The Lieutenant Robert Hampton Gray Memorial was erected on January 5, 2021 on the front courtyard of the BC Aviation Museum, and dedicated on August 8, 2021. Six vintage aircraft flew overhead during the ceremony. The memorial honours the only B.C. pilot and the last Canadian to be awarded the Victoria Cross.

Gray was a member of the Royal Canadian Volunteer Reserve who was assigned to the Royal Navy’s Fleet Air Arm. Gray was killed during one of the last raids of the Pacific war as he conducted a successful attack on the Japanese destroyer Amakusa in Onagawa Bay, Japan.

The three granite pillars show Gray in uniform along with a grayscale painting of his final battle, painted by Canadian aviation artist Don Connolly.

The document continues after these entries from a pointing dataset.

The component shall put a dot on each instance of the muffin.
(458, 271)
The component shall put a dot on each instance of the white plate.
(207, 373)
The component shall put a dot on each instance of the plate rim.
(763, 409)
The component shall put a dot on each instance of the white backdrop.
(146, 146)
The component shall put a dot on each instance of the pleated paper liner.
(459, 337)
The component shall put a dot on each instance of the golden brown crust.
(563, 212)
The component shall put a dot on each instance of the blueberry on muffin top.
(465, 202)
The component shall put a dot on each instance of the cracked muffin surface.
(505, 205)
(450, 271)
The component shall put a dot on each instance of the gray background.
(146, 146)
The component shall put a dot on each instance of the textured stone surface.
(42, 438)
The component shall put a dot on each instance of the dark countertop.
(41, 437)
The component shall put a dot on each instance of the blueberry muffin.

The five large steel maple leaves on the wall behind the monument represent the five aircraft carriers operating during Lieutenant Gray’s service, and the 42 smaller leaves represent Gray and his fellow Canadians who were killed while serving with the Royal Navy’s Fleet Air Arm.

Twyla Rusnak and Illarion Gallant of Rusnak Gallant Design Ltd. created the garden and backdrop for the memorial. The back is called the rose wall and is a place for people place roses for remembrance.

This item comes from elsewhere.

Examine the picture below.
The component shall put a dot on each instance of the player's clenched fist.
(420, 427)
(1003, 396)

The Project Team for the memorial consisted of former members of the Royal Canadian Navy: Colonel Stanley Brygadyr (ret’d), Captain Terry Milne (ret’d), Lieutenant-Commander Gerry Pash (ret’d), and Master Seaman Joe Buczkowski (ret’d).

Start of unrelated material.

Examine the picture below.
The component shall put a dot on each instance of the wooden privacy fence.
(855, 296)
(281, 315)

Monuments to Gray also exist in Halifax and in Onagawa. The latter is the only memorial in Japan dedicated to a member of a Foreign Service. The Royal Canadian Navy plans to name its sixth Arctic Offshore Patrol Ship after Gray.

The Aviation Museum was chosen as the site for this memorial to honour Gray as a native of B.C. and as a naval pilot. The local community also played a large role in planning and fundraising for the memorial.